Die Flutkatastrophe 2021 in Ehlingen

Aus Ehlingen berichtet Robert Füllmann:

Die Flut kam am 15. Juli 2021 um etwa 02:00 Uhr morgens nach Ehlingen. Bereits in den Tagen zuvor verzeichnete man starke, dauerhafte Niederschläge und einzelne Keller und Höfe mussten von der Feuerwehr ausgepumpt werden. Die Kanalisation war überlastet. Dennoch rechnete in Ehlingen wohl kaum jemand mit einem außergewöhnlich starken Hochwasser, da die Niederschläge am späteren Nachmittag des 14. Juli 2021 wieder nachließen und gegen 18:00 Uhr komplett endeten.

Am Abend gegen 21:30 Uhr trat dann jedoch die Ahr über die Ufer und überflutete den Fahrradweg am Bahnhof Heimersheim. In Ehlingen hörte man erste Äste von Bäumen und Sträuchern brechen. Obwohl es nicht mehr regnete, beschlossen einige Bürgerinnen und Bürger trotzdem ihre Häuser und Kellereingänge mit Sandsäcken zu schützen und versammelten sich hierzu auf dem Dorfspielplatz. Dort unterstützte man sich gegenseitig und füllte Sack für Sack und sogar Plastiktüten mit dem Spielsand. Noch vor der Dunkelheit erreichten erschreckende Videos und Bilder von schwimmenden Wohnwagen und entwurzelten Bäumen an der Oberahr die Menschen im ganzen Ahrtal.

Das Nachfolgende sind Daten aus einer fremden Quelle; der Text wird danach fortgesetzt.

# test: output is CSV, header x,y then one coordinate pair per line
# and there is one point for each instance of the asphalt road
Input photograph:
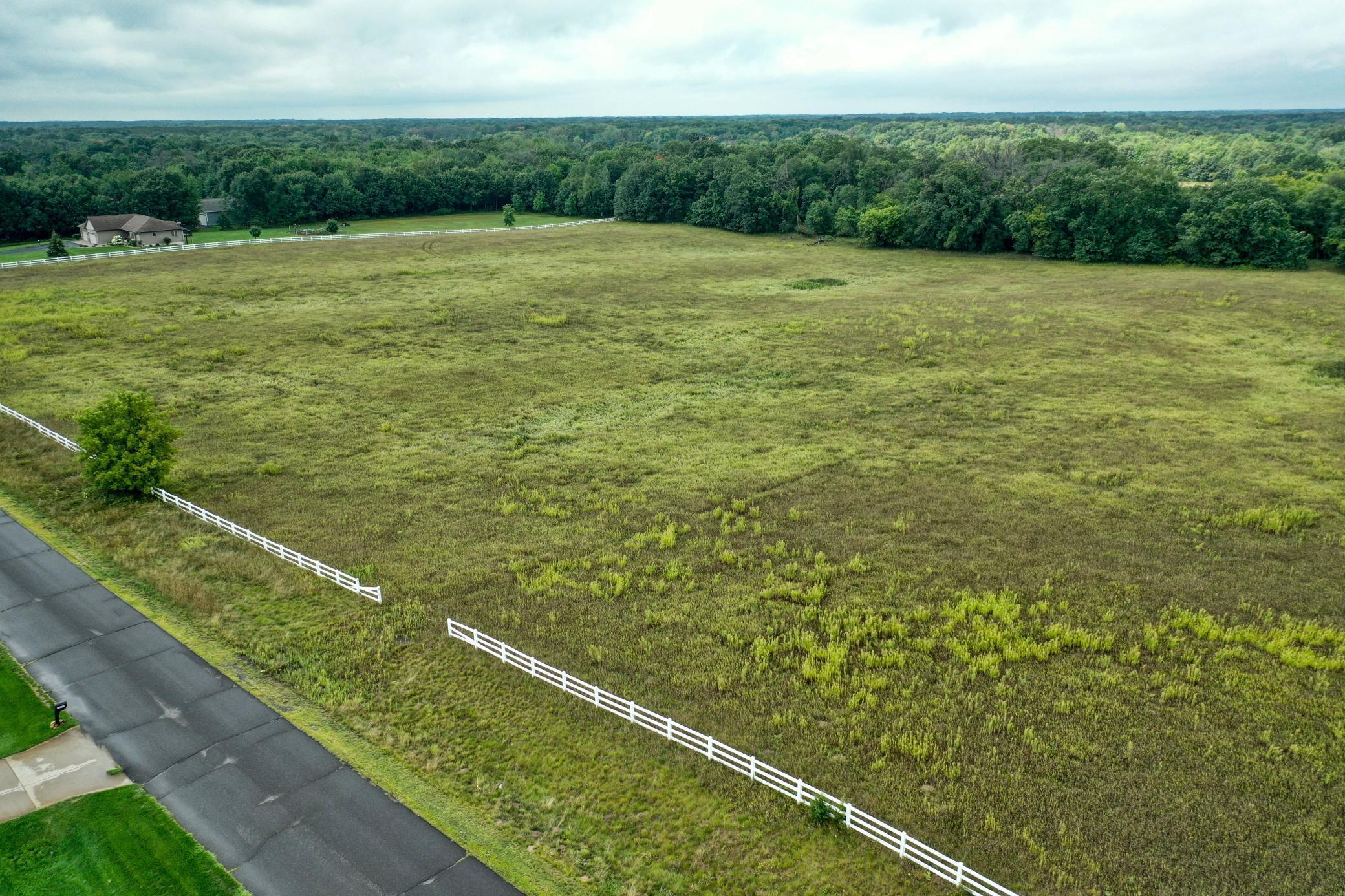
x,y
279,811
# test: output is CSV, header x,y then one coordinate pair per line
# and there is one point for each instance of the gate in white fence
x,y
303,561
795,789
190,246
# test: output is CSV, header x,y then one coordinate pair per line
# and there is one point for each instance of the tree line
x,y
1247,189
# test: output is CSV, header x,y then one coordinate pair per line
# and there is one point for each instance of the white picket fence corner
x,y
795,789
303,561
190,246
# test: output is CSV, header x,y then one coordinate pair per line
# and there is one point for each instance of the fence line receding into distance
x,y
303,561
189,246
795,789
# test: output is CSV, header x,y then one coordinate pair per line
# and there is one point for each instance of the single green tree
x,y
128,444
821,219
883,225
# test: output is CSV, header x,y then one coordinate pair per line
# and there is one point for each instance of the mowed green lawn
x,y
463,221
25,718
116,842
1037,560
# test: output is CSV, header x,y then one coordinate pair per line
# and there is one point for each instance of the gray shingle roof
x,y
131,224
143,224
108,222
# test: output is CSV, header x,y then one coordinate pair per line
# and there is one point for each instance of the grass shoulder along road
x,y
25,718
114,842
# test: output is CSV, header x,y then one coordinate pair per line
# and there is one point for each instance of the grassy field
x,y
25,718
1041,561
463,221
116,842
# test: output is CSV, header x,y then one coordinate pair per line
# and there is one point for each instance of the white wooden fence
x,y
190,246
795,789
303,561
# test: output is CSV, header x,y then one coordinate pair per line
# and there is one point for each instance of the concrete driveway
x,y
283,815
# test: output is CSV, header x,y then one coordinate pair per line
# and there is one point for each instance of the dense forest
x,y
1214,189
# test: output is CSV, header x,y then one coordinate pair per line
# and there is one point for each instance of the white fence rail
x,y
191,246
795,789
303,561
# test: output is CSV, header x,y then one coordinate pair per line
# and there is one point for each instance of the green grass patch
x,y
550,321
817,283
1278,521
114,842
1332,369
25,716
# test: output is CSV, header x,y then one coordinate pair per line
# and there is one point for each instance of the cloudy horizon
x,y
259,59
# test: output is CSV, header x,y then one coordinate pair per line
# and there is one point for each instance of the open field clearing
x,y
1040,561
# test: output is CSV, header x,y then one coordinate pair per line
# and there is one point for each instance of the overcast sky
x,y
127,59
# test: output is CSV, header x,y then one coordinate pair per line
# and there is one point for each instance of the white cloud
x,y
346,58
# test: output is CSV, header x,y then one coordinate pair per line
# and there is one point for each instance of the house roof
x,y
108,222
131,224
140,224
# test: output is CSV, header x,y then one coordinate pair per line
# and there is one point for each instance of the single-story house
x,y
211,210
100,230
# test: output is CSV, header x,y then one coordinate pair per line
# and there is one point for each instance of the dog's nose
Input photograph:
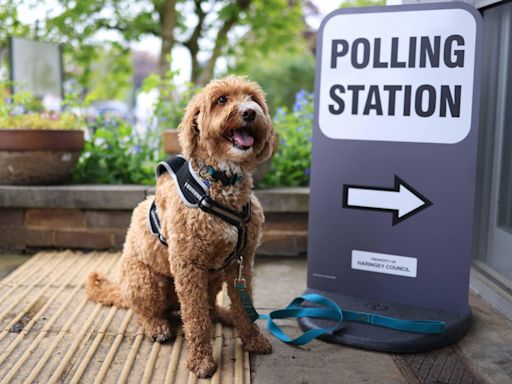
x,y
248,114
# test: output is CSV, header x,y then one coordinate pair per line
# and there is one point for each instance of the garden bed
x,y
96,217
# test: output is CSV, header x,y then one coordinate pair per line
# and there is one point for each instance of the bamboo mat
x,y
50,332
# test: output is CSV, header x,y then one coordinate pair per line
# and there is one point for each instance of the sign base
x,y
385,339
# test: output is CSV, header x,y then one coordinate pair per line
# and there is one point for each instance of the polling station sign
x,y
394,154
377,83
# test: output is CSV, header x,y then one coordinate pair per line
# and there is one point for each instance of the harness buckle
x,y
205,204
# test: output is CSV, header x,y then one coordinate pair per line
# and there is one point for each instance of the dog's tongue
x,y
242,138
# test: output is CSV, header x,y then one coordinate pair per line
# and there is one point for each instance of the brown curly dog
x,y
227,126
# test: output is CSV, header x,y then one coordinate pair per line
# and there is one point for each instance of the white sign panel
x,y
401,76
36,67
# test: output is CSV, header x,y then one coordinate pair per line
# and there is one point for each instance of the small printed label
x,y
384,263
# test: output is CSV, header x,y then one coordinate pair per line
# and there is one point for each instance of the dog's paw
x,y
202,366
158,330
222,315
257,344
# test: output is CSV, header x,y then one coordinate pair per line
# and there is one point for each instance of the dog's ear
x,y
269,148
188,130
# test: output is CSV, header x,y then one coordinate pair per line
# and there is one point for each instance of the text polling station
x,y
398,83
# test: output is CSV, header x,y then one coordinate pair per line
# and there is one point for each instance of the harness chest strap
x,y
194,193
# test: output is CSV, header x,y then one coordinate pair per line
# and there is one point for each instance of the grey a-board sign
x,y
393,167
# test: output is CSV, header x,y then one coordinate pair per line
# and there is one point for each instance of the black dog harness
x,y
194,192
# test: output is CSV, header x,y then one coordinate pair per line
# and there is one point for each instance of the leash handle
x,y
331,311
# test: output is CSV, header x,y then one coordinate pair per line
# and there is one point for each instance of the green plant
x,y
170,105
292,161
115,154
23,111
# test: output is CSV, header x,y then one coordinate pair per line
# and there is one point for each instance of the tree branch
x,y
193,42
220,41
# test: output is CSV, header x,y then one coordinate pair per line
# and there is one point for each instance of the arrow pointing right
x,y
402,200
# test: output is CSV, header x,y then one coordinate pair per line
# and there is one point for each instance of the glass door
x,y
494,195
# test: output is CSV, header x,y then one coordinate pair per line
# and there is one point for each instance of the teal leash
x,y
328,310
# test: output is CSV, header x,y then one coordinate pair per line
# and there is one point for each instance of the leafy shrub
x,y
291,163
171,102
23,111
114,154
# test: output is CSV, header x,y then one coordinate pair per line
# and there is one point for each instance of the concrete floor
x,y
484,355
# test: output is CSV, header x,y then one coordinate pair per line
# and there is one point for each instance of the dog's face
x,y
228,121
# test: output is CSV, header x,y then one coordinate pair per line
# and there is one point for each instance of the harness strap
x,y
194,193
331,311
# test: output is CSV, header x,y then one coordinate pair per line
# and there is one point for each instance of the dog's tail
x,y
101,290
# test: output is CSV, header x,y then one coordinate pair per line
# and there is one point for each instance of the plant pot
x,y
36,157
171,143
172,148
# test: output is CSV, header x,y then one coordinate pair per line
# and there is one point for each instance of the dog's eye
x,y
222,100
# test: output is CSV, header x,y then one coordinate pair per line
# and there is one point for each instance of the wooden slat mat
x,y
50,332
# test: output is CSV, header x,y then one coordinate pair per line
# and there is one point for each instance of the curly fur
x,y
155,281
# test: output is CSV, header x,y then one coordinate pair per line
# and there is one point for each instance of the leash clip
x,y
240,281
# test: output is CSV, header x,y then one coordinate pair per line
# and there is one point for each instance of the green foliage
x,y
171,102
292,161
23,111
116,155
40,121
282,75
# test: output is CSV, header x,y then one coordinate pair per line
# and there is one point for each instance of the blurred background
x,y
126,70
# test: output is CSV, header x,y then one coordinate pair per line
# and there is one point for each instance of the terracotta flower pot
x,y
171,143
172,148
31,156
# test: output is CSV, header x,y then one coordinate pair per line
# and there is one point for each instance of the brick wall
x,y
97,217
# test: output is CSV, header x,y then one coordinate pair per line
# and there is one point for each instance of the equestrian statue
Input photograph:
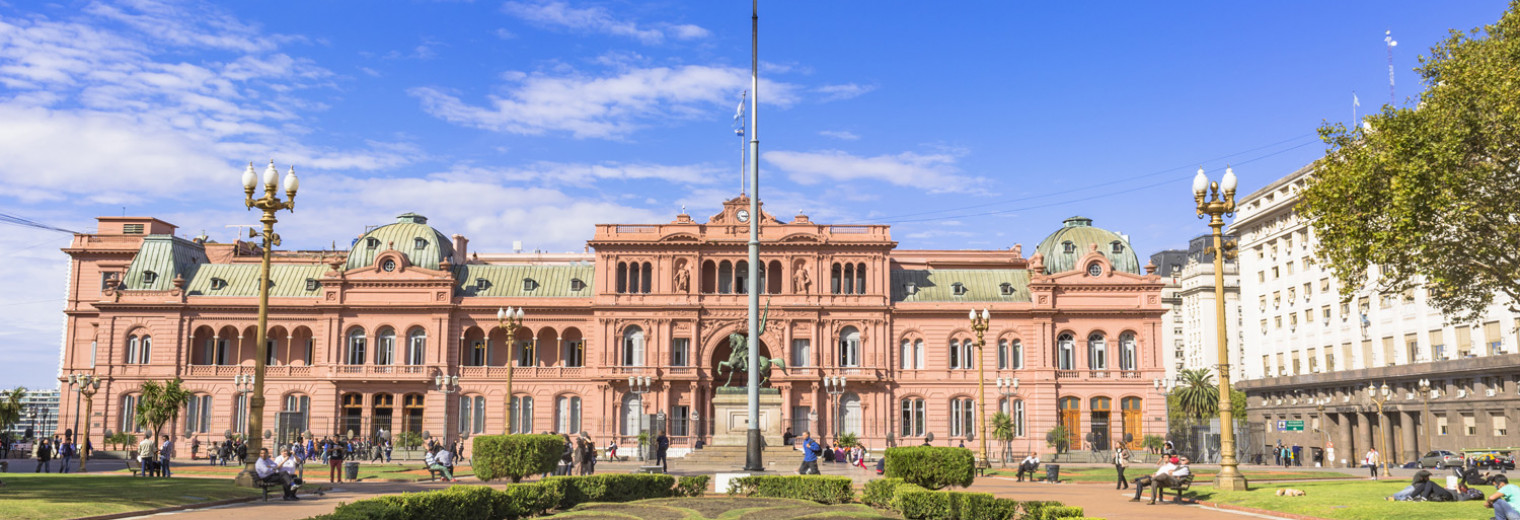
x,y
739,359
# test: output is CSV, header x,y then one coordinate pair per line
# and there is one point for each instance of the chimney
x,y
461,245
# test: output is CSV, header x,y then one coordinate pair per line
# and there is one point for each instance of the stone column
x,y
1408,423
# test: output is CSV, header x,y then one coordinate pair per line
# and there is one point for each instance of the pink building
x,y
359,338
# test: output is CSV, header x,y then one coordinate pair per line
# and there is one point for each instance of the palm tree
x,y
1003,432
160,403
11,406
1198,397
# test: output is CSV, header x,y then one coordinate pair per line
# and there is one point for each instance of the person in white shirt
x,y
268,470
1029,464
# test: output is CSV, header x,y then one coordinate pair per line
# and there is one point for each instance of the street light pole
x,y
1379,396
509,321
269,204
1210,202
979,326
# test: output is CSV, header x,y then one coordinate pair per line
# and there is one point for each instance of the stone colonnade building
x,y
359,338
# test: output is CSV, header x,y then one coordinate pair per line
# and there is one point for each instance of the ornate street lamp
x,y
1210,202
1008,386
835,385
979,326
447,385
1379,396
509,320
269,204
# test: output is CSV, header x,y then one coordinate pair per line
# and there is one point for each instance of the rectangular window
x,y
801,353
680,351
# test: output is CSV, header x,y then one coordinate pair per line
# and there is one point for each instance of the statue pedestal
x,y
731,414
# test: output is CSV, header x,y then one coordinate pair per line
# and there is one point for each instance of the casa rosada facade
x,y
359,339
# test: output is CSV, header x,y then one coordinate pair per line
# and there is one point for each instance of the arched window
x,y
633,347
356,345
1096,351
198,414
742,277
962,417
129,414
131,350
1019,418
709,277
861,279
417,345
1127,351
848,347
1066,351
567,414
912,417
471,414
385,347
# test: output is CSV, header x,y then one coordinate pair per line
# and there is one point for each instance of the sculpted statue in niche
x,y
683,277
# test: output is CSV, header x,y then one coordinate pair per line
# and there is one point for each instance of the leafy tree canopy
x,y
1428,195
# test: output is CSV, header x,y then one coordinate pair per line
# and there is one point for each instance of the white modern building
x,y
1312,356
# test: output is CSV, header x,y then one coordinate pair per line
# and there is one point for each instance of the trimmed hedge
x,y
879,493
692,485
611,488
514,456
803,487
932,467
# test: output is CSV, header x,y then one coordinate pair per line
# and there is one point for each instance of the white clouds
x,y
607,107
598,20
842,91
932,172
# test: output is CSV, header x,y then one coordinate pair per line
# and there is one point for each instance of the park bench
x,y
1180,487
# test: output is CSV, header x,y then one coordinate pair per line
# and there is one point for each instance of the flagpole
x,y
754,438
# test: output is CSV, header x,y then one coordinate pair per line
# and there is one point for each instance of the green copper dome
x,y
1076,237
411,234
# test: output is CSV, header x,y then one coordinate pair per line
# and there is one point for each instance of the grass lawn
x,y
1107,475
1349,500
367,472
28,496
722,508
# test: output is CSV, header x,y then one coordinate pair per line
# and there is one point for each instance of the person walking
x,y
1121,462
661,447
810,452
1371,459
44,458
166,452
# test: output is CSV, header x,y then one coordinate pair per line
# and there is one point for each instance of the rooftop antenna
x,y
739,130
1388,38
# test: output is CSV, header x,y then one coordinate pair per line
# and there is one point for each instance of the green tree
x,y
11,406
160,403
1428,193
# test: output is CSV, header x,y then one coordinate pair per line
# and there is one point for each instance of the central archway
x,y
721,351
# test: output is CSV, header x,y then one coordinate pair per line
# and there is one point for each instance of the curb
x,y
143,513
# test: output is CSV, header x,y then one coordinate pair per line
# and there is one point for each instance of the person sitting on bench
x,y
269,473
441,461
1028,466
1165,475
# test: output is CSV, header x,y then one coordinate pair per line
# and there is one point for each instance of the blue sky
x,y
979,125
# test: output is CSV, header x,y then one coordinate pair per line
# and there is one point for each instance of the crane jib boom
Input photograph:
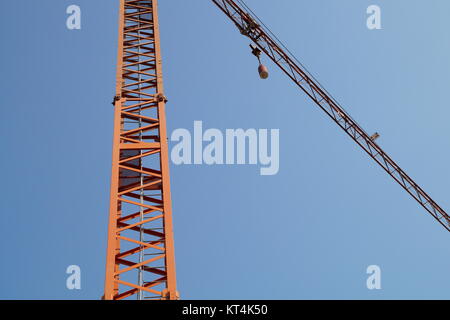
x,y
248,25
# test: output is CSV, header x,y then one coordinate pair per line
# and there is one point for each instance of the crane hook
x,y
262,69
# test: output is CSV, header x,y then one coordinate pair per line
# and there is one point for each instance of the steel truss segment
x,y
248,25
140,255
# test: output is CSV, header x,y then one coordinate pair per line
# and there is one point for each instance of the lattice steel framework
x,y
140,255
267,42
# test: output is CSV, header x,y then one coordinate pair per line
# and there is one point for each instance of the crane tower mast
x,y
250,26
140,259
140,254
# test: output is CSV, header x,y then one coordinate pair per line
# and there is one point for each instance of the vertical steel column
x,y
140,216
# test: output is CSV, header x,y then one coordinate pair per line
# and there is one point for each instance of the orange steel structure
x,y
140,255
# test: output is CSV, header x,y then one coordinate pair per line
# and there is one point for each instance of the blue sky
x,y
308,232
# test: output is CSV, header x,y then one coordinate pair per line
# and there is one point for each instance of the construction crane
x,y
140,259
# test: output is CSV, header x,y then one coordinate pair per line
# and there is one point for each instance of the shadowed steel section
x,y
250,26
140,261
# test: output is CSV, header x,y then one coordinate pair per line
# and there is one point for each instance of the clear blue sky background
x,y
308,232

Mangels offizieller Warnungen durch öffentliche Stellen war es jedoch schwer vorstellbar, dass ein Hochwasser auch Ehlingen, seit den 1970ern hinter dem Damm der B266 gelegen, an der unteren Ahr erreichen könnte.

Bild: Heinz Grates

Gegen 00:30 Uhr waren alle verfügbaren Sandsäcke befüllt und verteilt. In der nächtlichen Stille hörte man nun ein starkes Rauschen und Knacken von der etwa 300 Meter entfernten Ahr. Unruhe machte sich unter den Anwohnern breit, das Hochwasser könnte die Lärmschutzwand der B266 vielleicht durchbrechen und nach Ehlingen hineinströmen. Der Grundwasserspiegel stieg erheblich und erste Keller wurden mit Grundwasser geflutet. Wie in vielen Gemeinden an der Ahr unterstützten sich die Nachbarn gegenseitig und man half sich beim Wasserausschöpfen in den Kellern.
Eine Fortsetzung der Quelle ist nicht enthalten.